The creation of the Kermadec Ocean Sanctuary is part of a growing realisation of the need for greater protection of the environment, Ngāti Kurī says.
The Kermadec Islands (Rangitāhua) are recognised as an area of significance in Ngāti Kurī's treaty settlement, and the iwi's interest in the area dates back to the landing of the Kurahaupō waka there for repairs on its way to Aotearoa.
Ngāti Kurī Trust Board chair Harry Burkhardt said the iwi totally supported the creation of the sanctuary, which now covers more than 600,000 square kilometres around the islands north-east of New Zealand.
He said the area was totally unique and needed to be protected.
"It's kind of like an intersection in the Pacific Ocean, it's an isolated area," he said.

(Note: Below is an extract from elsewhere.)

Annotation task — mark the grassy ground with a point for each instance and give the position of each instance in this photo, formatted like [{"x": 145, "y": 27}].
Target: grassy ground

"When you hear the stories around the numbers of whales passing through there on their migration, it's absolutely amazing, both the numbers and the activity in that area. So we just view it as a kind of a crossroads for traffic going from the north and heading to the south."
The creation of the sanctuary means fishing or mining will be banned in the area.
But Mr Burkhardt said the iwi had been more focussed on its role as a guardian, and had already actively pushed against mining.
"There's potentially a lot of economic activity out of the back-end, but our interest is around our kaitiaki role - how do we protect its unique aspirations - and we're not totally driven by economic outcomes. That's part of it, but we've got to be signalling that there's part of New Zealand that needs to be protected and that's one area."
Mr Burkhardt said they had been working with the Crown and the Department of Conservation to help preserve the area.
He said the sanctuary sent a global signal that New Zealand was serious about the environment.
Ngāti Kurī has a pou whenua (landing post) on a site near where the kurahaupō first landed on Oneraki Beach on Raoul Island in the Kermadecs.
Mr Burkhardt said the islands have been uninhabited for centuries, aside from the early inhabitation of their tūpuna, and some intermittent inhabitation in the 1400s and 1500s.